- Directed by: Profulla Ghosh
- Based on: a sub story in Mahabharata
- Produced by: Samikannu Vincent
- Starring: S. V. Subbaiah Bhagavathar T. S. Velammal Buffoon Shanmugam Karaikudi Ganesha Iyer
- Cinematography: Paul Brix Bilmeyer Berkle
- Production companies: Pioneer Studios, Calcutta
- Release date: 27 April 1935 (India);
- Country: India
- Language: Tamil

= Subhadra Parinayam =

Subhadra Parinayam is a 1935 Indian Tamil language film produced by Samikannu Vincent and directed by Profulla Ghosh. The film featured S. V. Subbaiah Bhagavathar and T. S. Velammal in the lead roles while the comedy track featured Buffoon Shanmugam, Karaikudi Ganesha Iyer and others.

== Plot ==
Lord Krishna wants his sister Subhadra to be married to Arjuna. But his elder brother Balarama who is an ally of Kauravas, wants to marry her to Duryodhana. However, Krishna succeeds in marrying Subhadra to Arjuna. He sends both of them away in a chariot. On hearing this, Balarama and Duryodhana send soldiers to capture and imprison them. After many twists and turns in the story, Balarama accepts the marriage and blesses the couple.

== Cast ==
The following list was compiled from a review article by Randor Guy that was published in The Hindu on 14 September 2013 and from the database of Film News Anandan.

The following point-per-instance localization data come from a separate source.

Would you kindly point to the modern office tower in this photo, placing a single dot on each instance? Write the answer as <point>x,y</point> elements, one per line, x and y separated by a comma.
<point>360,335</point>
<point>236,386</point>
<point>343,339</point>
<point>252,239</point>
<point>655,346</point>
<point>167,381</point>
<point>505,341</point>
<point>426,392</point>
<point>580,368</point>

- S. V. Subbaiah Bhagavathar as Arjuna
- T.S. Velammal as Subhadra
- T. K. Rukmini Ammal
- Karaikudi Ganesha Iyer
- Buffoon Shanmugham
- Kasi Viswanatha Iyer
- Ramasami Pillai

== Production ==
The film was produced by Samikannu Vincent, a pioneer in the production of Tamil films who owned the cinema hall, Variety Hall Talkies in Coimbatore. The film was shot at the Pioneer Studios in Calcutta and was directed by Prafulla Ghosh who successfully directed some Bengali and Tamil films. Cinematography was handled by Paul Brix and Bilmeyer Berkle.

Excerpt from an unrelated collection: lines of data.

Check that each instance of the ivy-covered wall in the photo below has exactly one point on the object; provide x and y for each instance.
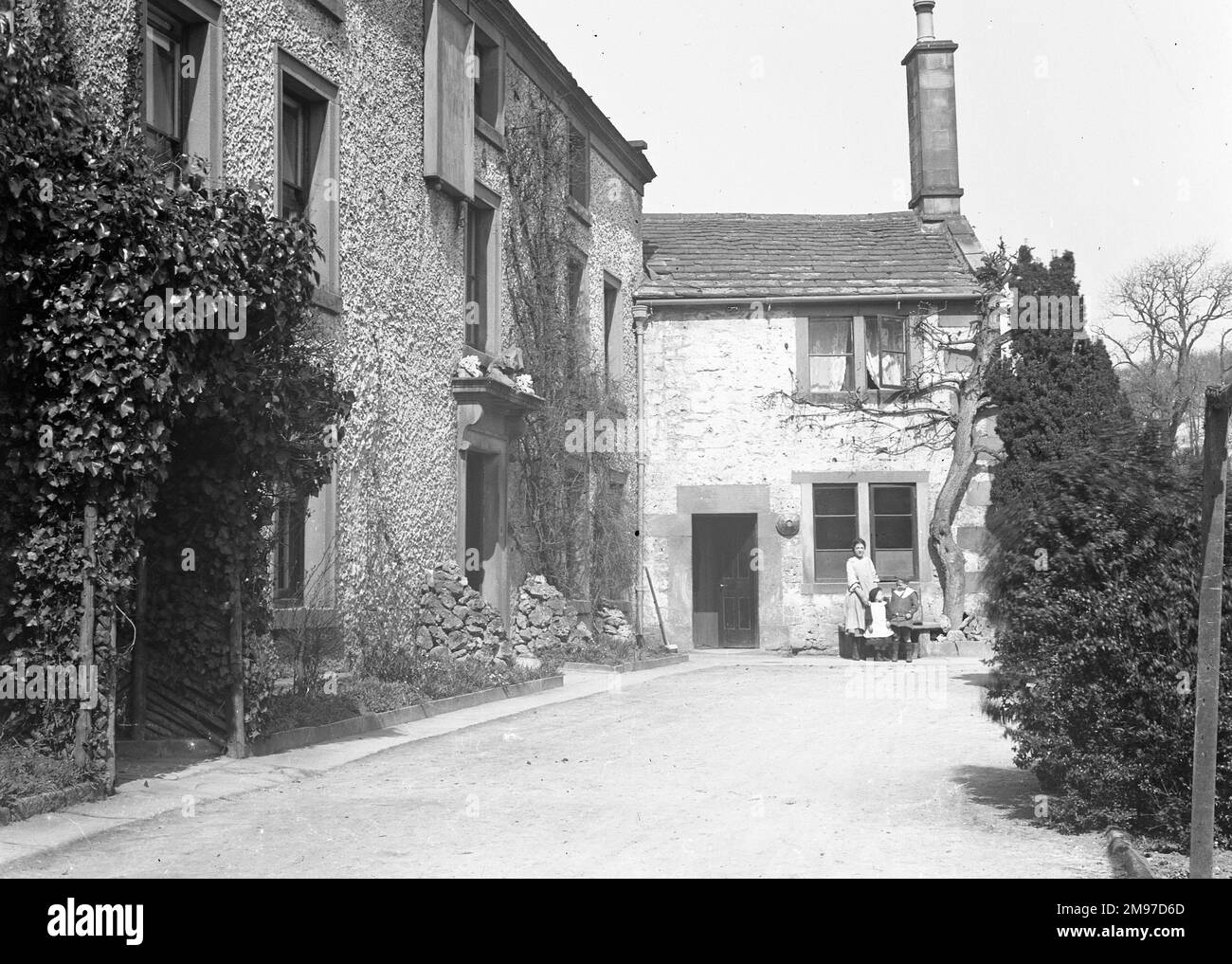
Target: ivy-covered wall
(397, 339)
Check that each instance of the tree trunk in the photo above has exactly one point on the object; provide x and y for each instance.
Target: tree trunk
(1210, 606)
(136, 687)
(943, 548)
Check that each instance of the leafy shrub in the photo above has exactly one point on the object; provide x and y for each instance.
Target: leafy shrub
(378, 696)
(1096, 656)
(292, 710)
(25, 772)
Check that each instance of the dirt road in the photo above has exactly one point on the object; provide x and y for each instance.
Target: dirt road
(762, 771)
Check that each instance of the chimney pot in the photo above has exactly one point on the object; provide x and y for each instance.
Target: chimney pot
(924, 29)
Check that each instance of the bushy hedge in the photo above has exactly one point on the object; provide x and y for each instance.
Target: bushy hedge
(1096, 655)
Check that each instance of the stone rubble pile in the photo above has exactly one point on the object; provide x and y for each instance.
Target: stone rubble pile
(456, 620)
(545, 619)
(612, 623)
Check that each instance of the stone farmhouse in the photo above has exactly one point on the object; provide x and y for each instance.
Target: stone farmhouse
(754, 493)
(386, 125)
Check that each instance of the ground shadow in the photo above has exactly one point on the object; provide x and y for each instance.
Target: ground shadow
(1009, 791)
(146, 768)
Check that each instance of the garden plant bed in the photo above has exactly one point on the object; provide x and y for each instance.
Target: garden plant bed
(45, 803)
(637, 665)
(371, 721)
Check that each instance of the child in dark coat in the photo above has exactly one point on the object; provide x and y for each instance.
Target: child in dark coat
(904, 606)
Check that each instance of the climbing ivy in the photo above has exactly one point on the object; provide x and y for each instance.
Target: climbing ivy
(183, 438)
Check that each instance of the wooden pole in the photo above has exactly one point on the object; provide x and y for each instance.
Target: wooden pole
(136, 690)
(85, 634)
(1210, 602)
(237, 745)
(111, 688)
(656, 598)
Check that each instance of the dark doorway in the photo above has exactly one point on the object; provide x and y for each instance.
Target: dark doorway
(725, 581)
(480, 517)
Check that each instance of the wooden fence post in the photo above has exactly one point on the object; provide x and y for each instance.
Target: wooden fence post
(136, 689)
(85, 634)
(1210, 602)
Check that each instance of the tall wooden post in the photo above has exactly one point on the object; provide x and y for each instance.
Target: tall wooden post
(237, 743)
(136, 690)
(85, 632)
(1210, 602)
(111, 689)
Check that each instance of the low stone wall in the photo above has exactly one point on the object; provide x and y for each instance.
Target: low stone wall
(456, 620)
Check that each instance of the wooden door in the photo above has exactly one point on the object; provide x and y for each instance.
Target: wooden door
(737, 585)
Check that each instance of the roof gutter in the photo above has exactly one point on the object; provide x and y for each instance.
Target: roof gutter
(812, 299)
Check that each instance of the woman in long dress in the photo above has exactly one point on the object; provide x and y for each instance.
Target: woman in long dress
(861, 578)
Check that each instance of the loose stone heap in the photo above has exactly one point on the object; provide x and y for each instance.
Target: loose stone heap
(455, 620)
(611, 623)
(545, 619)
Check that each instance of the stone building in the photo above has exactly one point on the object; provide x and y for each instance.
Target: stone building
(385, 123)
(752, 495)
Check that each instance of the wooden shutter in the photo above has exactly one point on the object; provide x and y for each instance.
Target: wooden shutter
(448, 100)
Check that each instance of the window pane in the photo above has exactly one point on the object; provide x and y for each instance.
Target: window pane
(892, 500)
(894, 335)
(578, 165)
(894, 369)
(892, 532)
(161, 81)
(829, 373)
(829, 336)
(830, 566)
(292, 142)
(834, 500)
(836, 533)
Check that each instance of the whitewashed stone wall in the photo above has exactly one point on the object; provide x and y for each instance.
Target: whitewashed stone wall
(718, 388)
(392, 509)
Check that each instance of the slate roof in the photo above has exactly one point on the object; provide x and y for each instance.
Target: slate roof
(802, 255)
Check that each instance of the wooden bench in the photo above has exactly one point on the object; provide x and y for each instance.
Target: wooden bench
(851, 647)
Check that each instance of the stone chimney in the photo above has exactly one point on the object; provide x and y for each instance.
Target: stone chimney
(932, 119)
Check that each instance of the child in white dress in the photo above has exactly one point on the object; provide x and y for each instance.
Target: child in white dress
(879, 636)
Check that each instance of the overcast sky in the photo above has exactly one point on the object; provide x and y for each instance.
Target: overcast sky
(1100, 126)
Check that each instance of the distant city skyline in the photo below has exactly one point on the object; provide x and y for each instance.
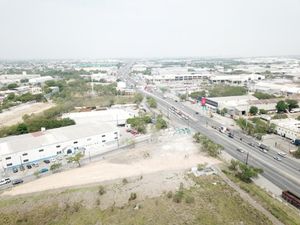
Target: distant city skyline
(77, 29)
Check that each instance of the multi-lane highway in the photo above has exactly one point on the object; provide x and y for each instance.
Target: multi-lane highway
(285, 174)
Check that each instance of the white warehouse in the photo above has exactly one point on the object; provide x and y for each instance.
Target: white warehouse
(289, 128)
(28, 148)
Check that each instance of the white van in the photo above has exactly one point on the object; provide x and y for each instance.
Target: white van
(4, 181)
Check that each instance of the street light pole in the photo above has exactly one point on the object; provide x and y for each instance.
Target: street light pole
(247, 158)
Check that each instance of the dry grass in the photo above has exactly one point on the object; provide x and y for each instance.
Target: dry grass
(285, 213)
(213, 203)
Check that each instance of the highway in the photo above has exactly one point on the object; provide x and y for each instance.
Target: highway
(285, 174)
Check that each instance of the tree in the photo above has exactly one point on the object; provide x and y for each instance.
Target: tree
(151, 102)
(224, 111)
(138, 98)
(182, 97)
(262, 111)
(253, 110)
(292, 104)
(281, 106)
(76, 158)
(12, 86)
(161, 123)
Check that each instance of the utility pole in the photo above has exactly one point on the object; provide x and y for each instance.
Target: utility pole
(247, 158)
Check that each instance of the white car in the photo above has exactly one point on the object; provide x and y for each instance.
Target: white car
(282, 154)
(277, 158)
(4, 181)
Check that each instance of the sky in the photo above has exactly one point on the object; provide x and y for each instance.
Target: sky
(92, 29)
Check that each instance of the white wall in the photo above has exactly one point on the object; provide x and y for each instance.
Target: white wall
(50, 151)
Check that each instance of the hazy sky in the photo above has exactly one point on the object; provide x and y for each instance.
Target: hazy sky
(148, 28)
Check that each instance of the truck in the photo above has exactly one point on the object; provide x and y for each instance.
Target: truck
(291, 198)
(222, 129)
(296, 142)
(263, 147)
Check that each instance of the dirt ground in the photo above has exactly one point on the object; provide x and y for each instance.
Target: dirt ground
(172, 153)
(15, 114)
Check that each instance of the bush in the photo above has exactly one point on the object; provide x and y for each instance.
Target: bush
(151, 102)
(263, 111)
(296, 154)
(170, 194)
(125, 181)
(189, 199)
(253, 110)
(54, 167)
(160, 123)
(101, 190)
(178, 196)
(261, 95)
(279, 116)
(132, 197)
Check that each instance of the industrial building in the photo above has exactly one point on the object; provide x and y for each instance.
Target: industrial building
(236, 105)
(240, 79)
(289, 128)
(29, 148)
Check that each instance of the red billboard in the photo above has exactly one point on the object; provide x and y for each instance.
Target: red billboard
(203, 101)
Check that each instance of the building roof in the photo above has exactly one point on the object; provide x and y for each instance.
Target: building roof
(288, 123)
(49, 137)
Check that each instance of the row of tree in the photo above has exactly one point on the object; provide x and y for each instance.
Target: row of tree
(281, 107)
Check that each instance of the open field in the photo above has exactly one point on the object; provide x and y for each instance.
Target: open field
(15, 114)
(167, 154)
(208, 201)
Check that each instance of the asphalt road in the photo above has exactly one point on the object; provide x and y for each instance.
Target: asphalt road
(285, 174)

Later, in 1941, the same story was filmed again Tamil with the title Subhadra Arjuna with Serukalathur Sama as Krishna and V. S. Mani as Arjuna.

== Soundtrack ==
There was no music composers during that period. The actors and actresses themselves sang the song according to set tunes. Sometimes songs were taken directly from devotional literature. The studio orchestra provided the background music.

== Reception ==
Writing in 2013 Randor Guy said, according to contemporary critical accounts, the film fared well in the box office. He further said in his review article that the film is "Remembered For The impressive performances of Subbaiah Bhagavathar and Velammal, the comical interludes of ‘Buffoon’ Shanmugham and others such as Ganesha Iyer, Kasi Viswanath and Ramasami Pillai."